Nielsen outlines 28 categories to identify what intrigues and motivates Instagram followers. Analysing the top five audience interests per influencer type, it found out that Nano (1k-10k followers) and Micro (10k-50k followers) influencers’ followers are mostly interested in clothes, shoes, handbags and accessories. ‘Apart from influencer demographics, brands need this in-depth knowledge of audience interests to develop effective influencer marketing strategies. Because if your influencer’s followers don’t have a basic interest in your product, your campaigns will struggle to produce optimal results, even with a mega influencer,’ it asserts.
It is also important for brands to understand that different social media platforms focus on different types of content and different ways for audiences to engage with that content.

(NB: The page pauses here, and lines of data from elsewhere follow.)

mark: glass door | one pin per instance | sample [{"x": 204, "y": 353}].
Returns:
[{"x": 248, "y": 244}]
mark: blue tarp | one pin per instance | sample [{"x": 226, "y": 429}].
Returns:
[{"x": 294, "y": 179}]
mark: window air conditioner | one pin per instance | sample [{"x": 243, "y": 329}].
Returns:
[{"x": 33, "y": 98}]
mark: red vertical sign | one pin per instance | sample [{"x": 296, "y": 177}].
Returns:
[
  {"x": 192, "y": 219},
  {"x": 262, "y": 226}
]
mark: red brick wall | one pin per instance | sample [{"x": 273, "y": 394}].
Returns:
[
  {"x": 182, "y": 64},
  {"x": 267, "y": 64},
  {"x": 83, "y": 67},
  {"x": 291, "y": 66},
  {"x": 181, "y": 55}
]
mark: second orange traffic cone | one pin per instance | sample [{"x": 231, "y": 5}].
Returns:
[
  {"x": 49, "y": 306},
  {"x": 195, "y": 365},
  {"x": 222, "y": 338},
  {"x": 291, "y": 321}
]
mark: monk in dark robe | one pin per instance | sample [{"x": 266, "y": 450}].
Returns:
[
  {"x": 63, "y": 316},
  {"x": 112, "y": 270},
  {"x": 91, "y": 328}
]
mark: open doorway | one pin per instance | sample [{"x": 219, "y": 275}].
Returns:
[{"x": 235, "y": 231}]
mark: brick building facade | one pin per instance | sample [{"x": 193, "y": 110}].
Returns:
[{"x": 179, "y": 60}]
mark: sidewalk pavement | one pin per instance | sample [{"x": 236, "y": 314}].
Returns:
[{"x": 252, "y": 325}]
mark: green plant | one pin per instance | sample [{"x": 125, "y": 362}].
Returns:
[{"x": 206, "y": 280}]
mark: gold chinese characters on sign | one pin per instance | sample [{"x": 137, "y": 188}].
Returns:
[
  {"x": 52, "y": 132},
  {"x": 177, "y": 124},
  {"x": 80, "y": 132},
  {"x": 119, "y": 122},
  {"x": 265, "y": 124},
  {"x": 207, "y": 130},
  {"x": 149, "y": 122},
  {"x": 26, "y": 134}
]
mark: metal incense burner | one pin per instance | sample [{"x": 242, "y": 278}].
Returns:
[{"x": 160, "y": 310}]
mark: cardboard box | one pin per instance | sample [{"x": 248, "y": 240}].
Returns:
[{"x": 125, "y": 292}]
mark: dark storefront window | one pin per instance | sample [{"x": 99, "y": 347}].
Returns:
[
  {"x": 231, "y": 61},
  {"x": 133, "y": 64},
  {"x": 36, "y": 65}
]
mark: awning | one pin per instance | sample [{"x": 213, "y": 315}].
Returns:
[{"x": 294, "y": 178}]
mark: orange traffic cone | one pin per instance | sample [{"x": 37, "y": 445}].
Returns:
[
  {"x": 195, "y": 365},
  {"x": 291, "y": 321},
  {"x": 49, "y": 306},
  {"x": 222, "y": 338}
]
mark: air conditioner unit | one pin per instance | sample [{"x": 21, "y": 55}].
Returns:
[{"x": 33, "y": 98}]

Nielsen highlights, for instance, that Instagram is primarily a photo-sharing App with likes and comments as the primary engagement actions, while YouTube is a video content publishing platform — on which sharing plays a larger role in determining engagement levels, and views are the main indicator of identifying potential reach. There has now been a shift in preference toward shorter videos and vertical formats.
Hence, with social platforms only gaining in popularity, it’s clear that influencer marketing can be a major revenue generator. And brands that are able to dial in the right combination of influencer, platform, content and interest can create connections that drive engagement—and ROI.